Os profissionais de saúde devem estar atentos, ao atender
adolescentes, às dificuldades mais comuns que estes podem apresentar na área da
sexualidade, já que a adolescência é a etapa da vida em que as manifestações
sexuais se intensificam e a identidade sexual se reafirma. Às vezes, numa
primeira consulta, os adolescentes não conseguem se abrir e fazer confidências,
mas é importante que eles percebam que há espaço para tal.

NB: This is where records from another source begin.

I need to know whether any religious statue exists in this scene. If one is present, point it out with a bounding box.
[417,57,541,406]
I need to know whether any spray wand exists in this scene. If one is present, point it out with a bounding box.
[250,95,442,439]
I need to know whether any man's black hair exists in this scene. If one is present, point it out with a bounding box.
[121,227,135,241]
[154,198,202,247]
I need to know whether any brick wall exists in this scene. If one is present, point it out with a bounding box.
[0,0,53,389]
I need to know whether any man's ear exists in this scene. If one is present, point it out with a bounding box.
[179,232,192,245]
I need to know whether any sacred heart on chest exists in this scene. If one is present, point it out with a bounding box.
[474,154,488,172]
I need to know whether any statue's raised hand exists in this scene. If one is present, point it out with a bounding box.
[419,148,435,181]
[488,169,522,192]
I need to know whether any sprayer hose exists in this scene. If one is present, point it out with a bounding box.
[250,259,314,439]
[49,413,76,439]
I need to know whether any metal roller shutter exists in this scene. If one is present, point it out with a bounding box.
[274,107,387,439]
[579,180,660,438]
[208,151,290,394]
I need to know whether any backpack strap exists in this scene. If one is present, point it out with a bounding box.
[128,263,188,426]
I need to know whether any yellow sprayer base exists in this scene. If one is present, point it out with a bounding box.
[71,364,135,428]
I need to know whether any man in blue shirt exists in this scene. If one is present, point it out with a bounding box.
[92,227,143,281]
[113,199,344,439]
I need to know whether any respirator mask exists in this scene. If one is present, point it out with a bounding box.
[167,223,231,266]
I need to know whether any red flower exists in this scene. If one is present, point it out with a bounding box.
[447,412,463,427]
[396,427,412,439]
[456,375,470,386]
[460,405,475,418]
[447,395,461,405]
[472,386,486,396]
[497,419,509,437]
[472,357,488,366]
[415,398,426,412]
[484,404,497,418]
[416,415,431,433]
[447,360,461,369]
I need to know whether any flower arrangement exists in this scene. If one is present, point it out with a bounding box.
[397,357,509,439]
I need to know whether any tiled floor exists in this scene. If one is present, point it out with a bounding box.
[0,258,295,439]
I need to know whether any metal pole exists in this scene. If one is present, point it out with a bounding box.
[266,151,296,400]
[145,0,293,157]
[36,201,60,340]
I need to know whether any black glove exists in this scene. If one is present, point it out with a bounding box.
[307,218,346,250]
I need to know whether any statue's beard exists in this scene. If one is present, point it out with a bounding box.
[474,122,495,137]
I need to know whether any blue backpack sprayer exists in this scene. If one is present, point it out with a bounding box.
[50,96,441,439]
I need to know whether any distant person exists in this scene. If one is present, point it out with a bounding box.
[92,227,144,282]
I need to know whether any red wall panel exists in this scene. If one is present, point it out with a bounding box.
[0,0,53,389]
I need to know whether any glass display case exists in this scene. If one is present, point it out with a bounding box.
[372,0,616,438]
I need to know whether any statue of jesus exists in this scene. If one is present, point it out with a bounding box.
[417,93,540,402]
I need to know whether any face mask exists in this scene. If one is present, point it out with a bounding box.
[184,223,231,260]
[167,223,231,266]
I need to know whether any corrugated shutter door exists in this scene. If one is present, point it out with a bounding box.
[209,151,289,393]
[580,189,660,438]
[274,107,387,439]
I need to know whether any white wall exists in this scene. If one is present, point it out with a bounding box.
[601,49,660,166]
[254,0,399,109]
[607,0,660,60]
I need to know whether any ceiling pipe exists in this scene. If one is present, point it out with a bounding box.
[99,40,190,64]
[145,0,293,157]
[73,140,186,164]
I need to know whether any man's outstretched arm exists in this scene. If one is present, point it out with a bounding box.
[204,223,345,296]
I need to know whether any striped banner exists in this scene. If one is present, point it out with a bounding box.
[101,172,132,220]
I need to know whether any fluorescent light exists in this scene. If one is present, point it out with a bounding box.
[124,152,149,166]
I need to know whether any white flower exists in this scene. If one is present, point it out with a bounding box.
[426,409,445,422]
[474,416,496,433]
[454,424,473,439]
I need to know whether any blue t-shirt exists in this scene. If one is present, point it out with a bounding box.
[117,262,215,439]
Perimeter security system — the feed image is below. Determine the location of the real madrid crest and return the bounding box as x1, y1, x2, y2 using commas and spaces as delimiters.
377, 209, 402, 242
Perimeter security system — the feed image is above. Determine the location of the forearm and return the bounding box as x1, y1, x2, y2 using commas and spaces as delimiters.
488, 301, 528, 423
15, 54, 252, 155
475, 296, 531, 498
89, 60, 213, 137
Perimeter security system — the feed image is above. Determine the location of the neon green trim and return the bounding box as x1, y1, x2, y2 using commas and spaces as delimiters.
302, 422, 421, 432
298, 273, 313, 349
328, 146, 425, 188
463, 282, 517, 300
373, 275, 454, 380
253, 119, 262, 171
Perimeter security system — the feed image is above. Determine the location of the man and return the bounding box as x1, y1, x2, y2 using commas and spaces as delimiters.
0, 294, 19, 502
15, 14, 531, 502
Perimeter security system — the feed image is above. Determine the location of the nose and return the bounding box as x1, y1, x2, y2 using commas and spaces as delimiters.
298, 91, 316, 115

Os problemas médicos principais do adolescente homossexual
masculino são as doenças sexualmente transmissíveis, os traumas do coito e os
problemas psicossociais relacionados aos desajustes da identidade homossexual
como a depressão, isolamento social,
baixa auto-estima, abuso de drogas. Recomenda-se um exame físico cuidadoso da
região genital, anal, pele, gânglios, garganta. O estado de imunização também
deve ser averiguado.
O adolescente e sua família precisam ser acolhidos em suas
dúvidas. A empatia e a busca da maior neutralidade possível em seu atendimento
viabilizam que ele fale sobre suas questões sexuais. Espera-se com esta
abordagem auxiliá-lo a ser sujeito de seus próprios desejos, ao invés de mero
objeto, joguete dos desejos e roteiros sexuais alheios e que se proteja dos
riscos inerentes à sua prática sexual (Paiva, 1996). Informações sobre a homossexualidade
e o caráter não patológico da mesma podem ser benéficas. Aos adolescentes
homossexuais que se rebelam contra a sua orientação sexual, pode-se indicar um
tratamento psíquico.
A experiência da Clínica da Sexualidade–CLINISSEX, do Núcleo
de Estudos da Saúde do Adolescente da Universidade Estadual do Rio de Janeiro –
NESA-UERJ - mostra-nos que os adolescentes de maior risco são os do sexo
masculino com experiências homossexuais (Taquette, 2002). Eles geralmente
procuram atendimento devido a doenças sexualmente transmissíveis e nem sempre
revelam, na primeira consulta, sua prática homossexual. Alguns apresentam
sinais e sintomas característicos de relações sexuais anais e mesmo assim as
negam. Alguns têm dúvida quanto à orientação sexual, sentem-se atraídos tanto
por homens como por mulheres. Outros expõem toda a dor de serem humilhados e
rejeitados pela família e amigos.
Em resumo, vale a pena lembrar que a homossexualidade, tanto
do ponto de vista médico como psicológico, não constitui uma doença, distúrbio
ou perversão. Ela já foi considerada uma doença antes do último código
internacional de doenças (CID-10), quando daí foi retirada. O Conselho Federal
de Psicologia publicou resolução em 22 de março de 1999, que estabelece normas
de atuação para os psicólogos em relação à questão da orientação sexual. Esta
resolução considera que a homossexualidade não constitui uma doença, distúrbio
nem perversão e resolve que os psicólogos devem contribuir, com seu
conhecimento, para uma reflexão sobre o preconceito e o desaparecimento de
discriminações e estigmatizações contra aqueles que apresentam comportamentos
ou práticas homoeróticas. Quanto à psicanálise, como já pudemos constatar, o
prazer não se inscreve apenas numa referência biológica, sujeitando-se inteiramente
às complicações do psiquismo. A ética psicanalítica se constrói num espaço
singular de escuta que deve permitir, a todo sujeito, aproximar-se o máximo
possível de seu desejo, seja ele qual for, inclusive um desejo homossexual.